The fractional knapsack problem:
The setup is the same, except the thief can
take fractions of items (rather than the 0-1,
all-or-nothing choice of the previous case).
In the 0-1 case you can think of the items as
being solid whereas in the fractional case you
can think of them as being powder.
Both problems have the optimal substructure
property. For the 0-1 problem, if we remove
an item, say item j, from the knapsack, the
remaining load must be the most valuable for
items weighing at most W - w_j pounds that the
thief can take from the n-1 items excluding
item j. For the fractional problem, if we
remove w pounds of item j, then the remaining
load must be the most valuable for items
weighing at most W - w pounds that the thief
can take from the n-1 original items plus
w_j - w pounds of item j.
We can use a greedy algorithm to solve the
fractional problem but not the 0-1 problem.

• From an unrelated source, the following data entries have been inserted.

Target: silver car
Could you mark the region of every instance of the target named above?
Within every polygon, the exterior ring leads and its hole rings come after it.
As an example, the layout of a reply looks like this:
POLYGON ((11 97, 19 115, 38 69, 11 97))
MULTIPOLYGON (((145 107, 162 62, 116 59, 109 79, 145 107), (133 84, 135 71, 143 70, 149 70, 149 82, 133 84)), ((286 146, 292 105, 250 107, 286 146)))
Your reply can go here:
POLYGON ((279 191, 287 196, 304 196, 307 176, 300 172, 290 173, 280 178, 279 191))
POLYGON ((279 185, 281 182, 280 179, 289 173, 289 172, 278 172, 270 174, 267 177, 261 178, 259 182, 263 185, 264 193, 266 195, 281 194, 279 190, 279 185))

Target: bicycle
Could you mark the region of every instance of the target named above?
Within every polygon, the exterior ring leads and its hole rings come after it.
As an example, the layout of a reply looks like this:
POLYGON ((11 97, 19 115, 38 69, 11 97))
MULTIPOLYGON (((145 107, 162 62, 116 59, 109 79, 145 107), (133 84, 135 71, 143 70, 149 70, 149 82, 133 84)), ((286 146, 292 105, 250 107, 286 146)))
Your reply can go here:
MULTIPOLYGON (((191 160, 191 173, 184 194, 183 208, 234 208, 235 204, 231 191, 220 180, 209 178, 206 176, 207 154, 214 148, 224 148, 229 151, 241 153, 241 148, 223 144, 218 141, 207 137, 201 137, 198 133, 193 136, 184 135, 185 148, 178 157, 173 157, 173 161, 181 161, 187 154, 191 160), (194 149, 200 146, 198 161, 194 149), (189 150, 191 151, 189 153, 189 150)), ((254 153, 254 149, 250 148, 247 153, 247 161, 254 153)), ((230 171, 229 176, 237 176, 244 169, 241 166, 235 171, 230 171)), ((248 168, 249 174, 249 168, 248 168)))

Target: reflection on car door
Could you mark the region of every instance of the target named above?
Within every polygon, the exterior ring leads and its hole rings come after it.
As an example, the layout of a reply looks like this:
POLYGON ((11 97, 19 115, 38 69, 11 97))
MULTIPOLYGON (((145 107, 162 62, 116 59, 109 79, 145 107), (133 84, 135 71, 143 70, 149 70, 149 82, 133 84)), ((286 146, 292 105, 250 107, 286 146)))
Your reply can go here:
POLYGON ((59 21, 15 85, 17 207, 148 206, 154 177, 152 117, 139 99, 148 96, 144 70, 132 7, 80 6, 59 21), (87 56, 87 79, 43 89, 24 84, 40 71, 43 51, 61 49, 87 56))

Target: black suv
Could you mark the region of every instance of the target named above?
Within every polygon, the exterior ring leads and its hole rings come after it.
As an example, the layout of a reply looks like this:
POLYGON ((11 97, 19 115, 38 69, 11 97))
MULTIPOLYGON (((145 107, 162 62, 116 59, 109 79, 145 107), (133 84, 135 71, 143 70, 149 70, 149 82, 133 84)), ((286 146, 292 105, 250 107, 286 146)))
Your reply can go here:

For the fractional problem, we compute the
value per pound v_i/w_i and sort these ratios
in decreasing order. Then we make the greedy
16.2.5
choice as follows: at each step we pour as
much of the most valuable-per-pound item yet
remaining into the knapsack as will fit. It
turns out that this strategy satisfies the
greedy-choice property (Exercise 16.2-1).

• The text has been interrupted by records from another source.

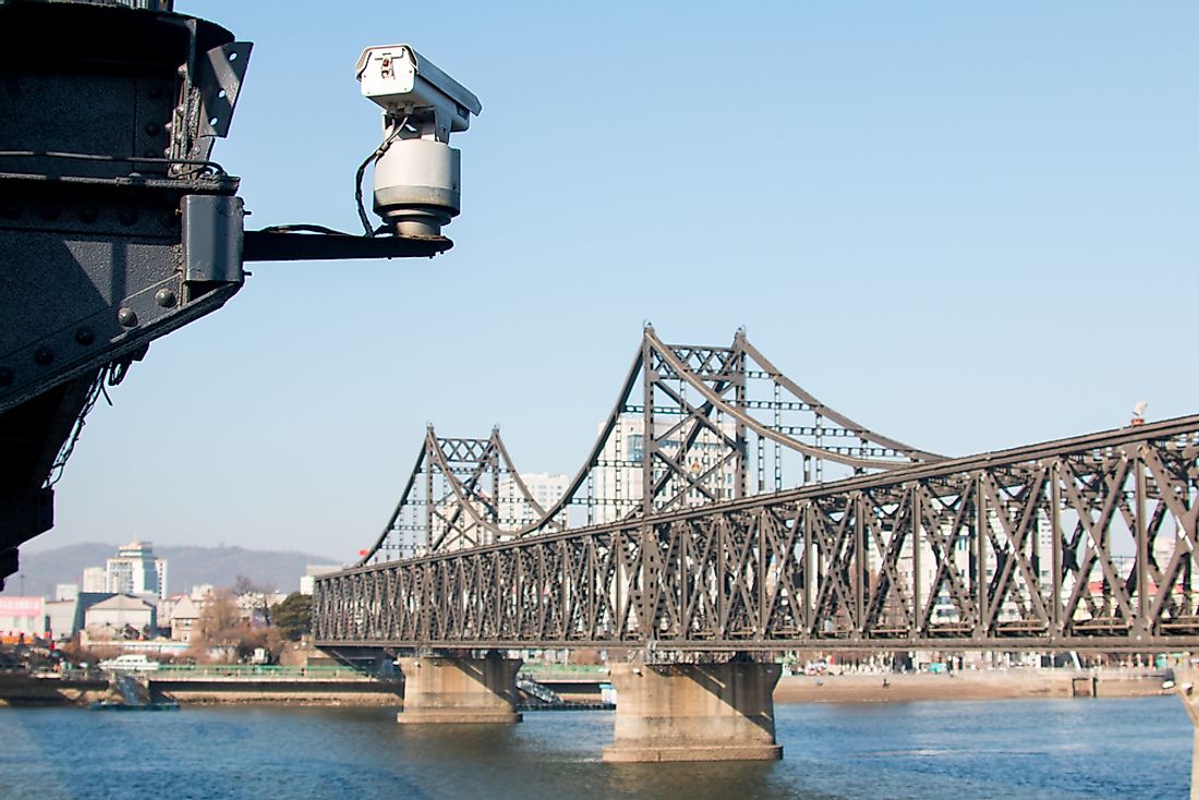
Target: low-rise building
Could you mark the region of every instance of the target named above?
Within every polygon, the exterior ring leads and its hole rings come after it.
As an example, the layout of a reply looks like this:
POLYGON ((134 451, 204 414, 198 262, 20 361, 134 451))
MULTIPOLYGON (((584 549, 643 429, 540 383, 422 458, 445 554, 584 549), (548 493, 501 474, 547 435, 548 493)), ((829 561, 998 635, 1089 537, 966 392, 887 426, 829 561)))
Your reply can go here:
POLYGON ((134 638, 157 633, 155 604, 133 595, 113 595, 86 610, 84 627, 92 639, 134 638))
POLYGON ((175 642, 191 643, 195 624, 200 619, 201 604, 187 595, 179 599, 170 612, 170 638, 175 642))

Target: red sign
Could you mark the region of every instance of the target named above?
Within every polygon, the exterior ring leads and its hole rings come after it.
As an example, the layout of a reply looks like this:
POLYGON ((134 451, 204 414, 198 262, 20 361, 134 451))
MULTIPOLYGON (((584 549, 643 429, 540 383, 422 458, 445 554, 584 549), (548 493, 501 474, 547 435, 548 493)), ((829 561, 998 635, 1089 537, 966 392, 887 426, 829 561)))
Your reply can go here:
POLYGON ((41 616, 46 613, 41 597, 6 597, 0 595, 0 616, 41 616))

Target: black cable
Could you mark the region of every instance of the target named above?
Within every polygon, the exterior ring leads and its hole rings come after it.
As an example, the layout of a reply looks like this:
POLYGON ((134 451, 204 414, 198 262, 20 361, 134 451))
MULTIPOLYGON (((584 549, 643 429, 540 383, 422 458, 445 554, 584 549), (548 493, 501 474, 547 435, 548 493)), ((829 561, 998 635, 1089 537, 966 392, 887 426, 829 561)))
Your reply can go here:
POLYGON ((408 118, 405 116, 403 120, 400 120, 399 125, 397 125, 392 130, 392 132, 387 134, 387 138, 382 140, 382 144, 375 148, 374 152, 367 156, 366 161, 359 164, 359 172, 357 175, 355 176, 354 200, 359 204, 359 219, 362 222, 362 230, 364 231, 363 235, 366 236, 376 236, 381 231, 386 230, 386 228, 370 227, 370 217, 367 216, 366 206, 362 204, 362 178, 367 173, 367 167, 379 161, 379 158, 382 157, 382 154, 387 152, 387 149, 391 146, 391 143, 396 140, 396 138, 400 134, 400 132, 404 130, 406 125, 408 125, 408 118))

This greedy strategy doesn't work for the 0-1
problem, as shown in Figure 16.2. The greedy
strategy would tell us to put the 10-pound
Item 1 into the knapsack first, after which
there would only be room for the 20-pound Item
2 or the 30-pound Item 3, both of which lead
to suboptimal solutions. The best solution is
to skip Item 1 and put Items 2 and 3 in the
knapsack, as shown in Figure 16.2 (b).
For the fractional case, we put all of Items
1 and 2 in the knapsack, and then as much of
Item 3 as will fit, which yields an optimal
solution, as shown in Figure 16.2 (c). The
reason that using Item 1 doesn't work in the
0-1 case is that it leads to unused space in
the knapsack, lowering the overall value-per-
pound. To solve the 0-1 problem, we must
compare the maximal solution that includes an
item with the maximal solution that does not
include it. This strategy gives rise to many
overlapping subproblems, a hallmark of dynamic
programming, which can be used to solve the
0-1 problem as indicated in Exercise 16.2-2.
Huffman codes 16.3.1
David Huffman invented these codes in 1952.

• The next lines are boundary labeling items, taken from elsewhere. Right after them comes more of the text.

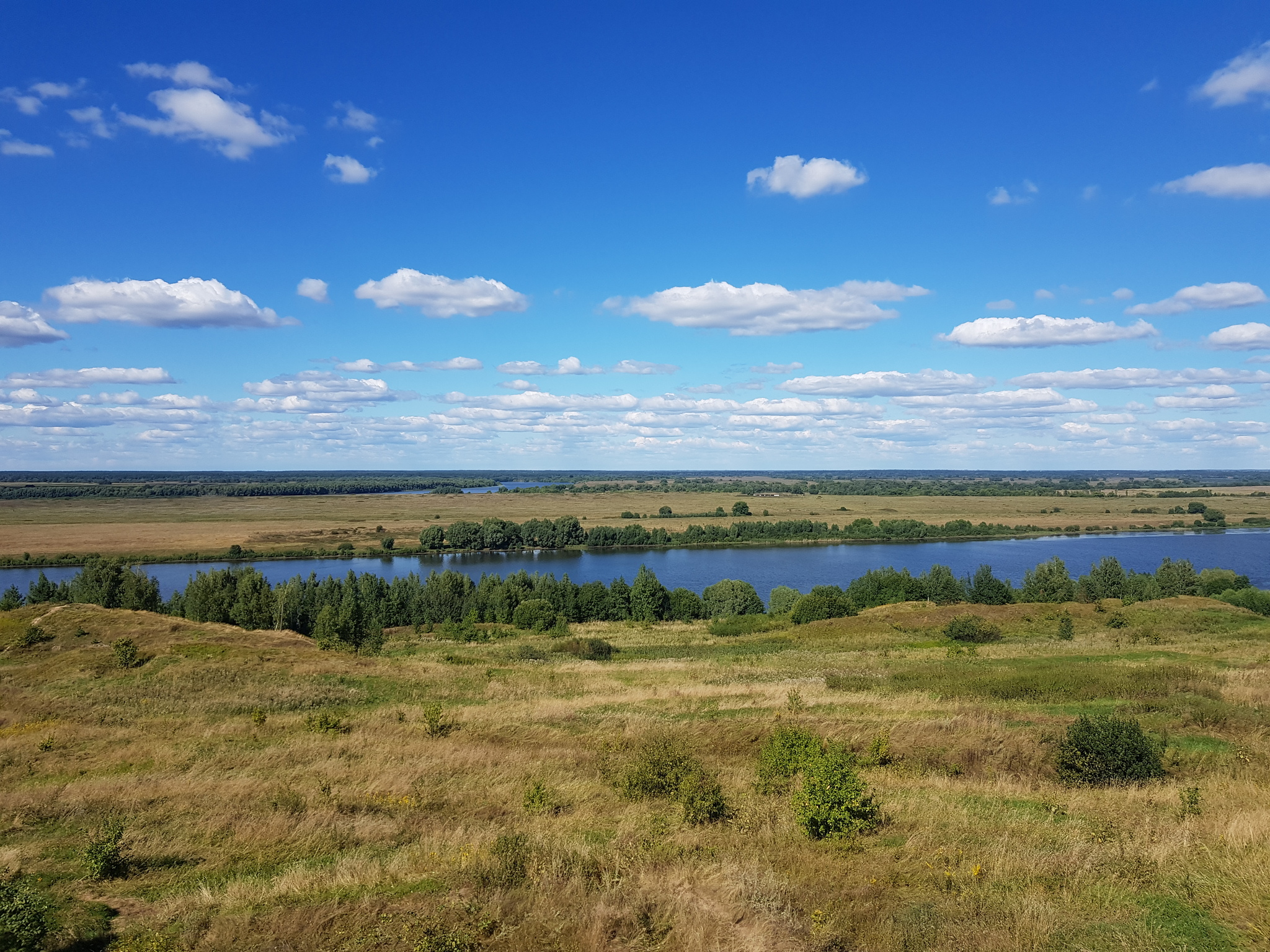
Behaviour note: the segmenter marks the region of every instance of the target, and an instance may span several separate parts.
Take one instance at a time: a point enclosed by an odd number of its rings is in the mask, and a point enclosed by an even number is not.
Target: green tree
[[[1020,602],[1074,602],[1076,583],[1067,574],[1067,565],[1054,556],[1035,569],[1024,572],[1024,586],[1019,593]]]
[[[767,613],[786,614],[800,598],[803,598],[803,593],[798,589],[777,585],[767,595]]]
[[[1066,783],[1106,786],[1144,783],[1165,776],[1160,745],[1132,717],[1080,716],[1067,729],[1054,757]]]
[[[991,565],[980,565],[966,586],[966,602],[977,605],[1008,605],[1015,600],[1010,581],[992,574]]]
[[[804,765],[791,806],[794,821],[812,839],[853,836],[879,824],[880,807],[855,767],[855,754],[841,744]]]
[[[677,588],[671,592],[671,614],[677,622],[691,622],[706,617],[706,605],[692,589]]]
[[[659,622],[669,617],[671,593],[657,580],[657,575],[640,566],[631,585],[631,618],[638,622]]]
[[[723,579],[701,594],[705,597],[706,616],[710,618],[763,613],[763,599],[748,581]]]

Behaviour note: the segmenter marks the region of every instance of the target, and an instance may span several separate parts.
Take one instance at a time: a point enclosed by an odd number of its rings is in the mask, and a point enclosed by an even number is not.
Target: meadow
[[[968,611],[1001,640],[949,641]],[[61,949],[1270,948],[1270,618],[1180,597],[569,627],[362,655],[0,614],[0,866],[57,904]],[[1109,711],[1163,778],[1058,779],[1067,726]],[[857,754],[875,828],[799,828],[800,781],[758,773],[789,727]],[[658,750],[718,783],[707,816],[631,786]]]
[[[1265,487],[1222,489],[1205,499],[1222,509],[1231,524],[1248,517],[1270,517]],[[194,496],[177,499],[24,499],[0,500],[0,557],[55,557],[62,552],[119,556],[165,556],[225,552],[241,546],[255,552],[329,547],[349,542],[359,550],[377,547],[386,537],[414,545],[429,524],[497,517],[528,519],[578,517],[584,527],[624,526],[624,512],[652,529],[682,532],[687,526],[730,526],[732,505],[745,501],[751,520],[809,519],[850,523],[855,519],[919,519],[945,523],[1087,526],[1126,529],[1168,526],[1181,518],[1168,509],[1186,499],[1143,496],[744,496],[730,493],[489,493],[458,495],[328,495],[328,496]],[[655,518],[660,506],[672,518]],[[725,515],[709,515],[723,506]],[[1153,512],[1134,512],[1149,509]]]

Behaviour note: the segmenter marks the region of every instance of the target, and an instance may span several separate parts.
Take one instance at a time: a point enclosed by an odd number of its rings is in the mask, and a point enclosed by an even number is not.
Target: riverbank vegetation
[[[80,593],[149,597],[116,567]],[[1137,602],[1106,561],[1035,570],[1044,602],[884,570],[842,594],[963,600],[804,623],[742,583],[700,599],[732,618],[639,617],[674,594],[644,578],[627,617],[563,626],[544,579],[437,575],[431,632],[333,650],[272,616],[25,604],[0,613],[0,928],[118,952],[1259,948],[1270,619],[1165,597],[1238,583],[1189,569]],[[203,576],[185,608],[253,579]]]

These codes can compress data with savings of
20% to 90%. The data are considered to be
characters and the goal is to represent them
by a binary code. Huffman's greedy algorithm
uses a table of character frequencies to build
an optimal binary code representation of them.
For example if we have a 100,000-character
file made up of six characters, we might have
frequencies as given in Figure 16.3, in which
the character "a" occurs 45,000 times.
Among the ways of representing the characters
we consider a binary character codes (or just
code for short) in which there is a unique
binary string for each character. We could
use a fixed-length code, which would need 3
bits to represent six characters a,b,c,d,e,f,
requiring 300,000 bits for the whole file.
We can do better with a variable-length code
which gives frequent characters short codes
and infrequent characters longer codes. If we
use the variable-length codes in Figure 16.3,
we can save about 25.33%, reducing the file
length to 224,000 bits =
(45*1 + 13*3 + 12*3 + 16*3 + 9*4 + 5*4)*1000
Prefix codes 16.3.2
A code in which no codeword is a prefix of
any other codeword is called a prefix code.
We restrict attention to prefix codes which
can be proven to be optimal for compression.
Encoding using binary character codes is
simple: just concatenate the codewords. For
example, using the variable-length code of
Figure 16.3, abc is encoded as 0.101.100 =
0101100 (where "." denotes concatenation).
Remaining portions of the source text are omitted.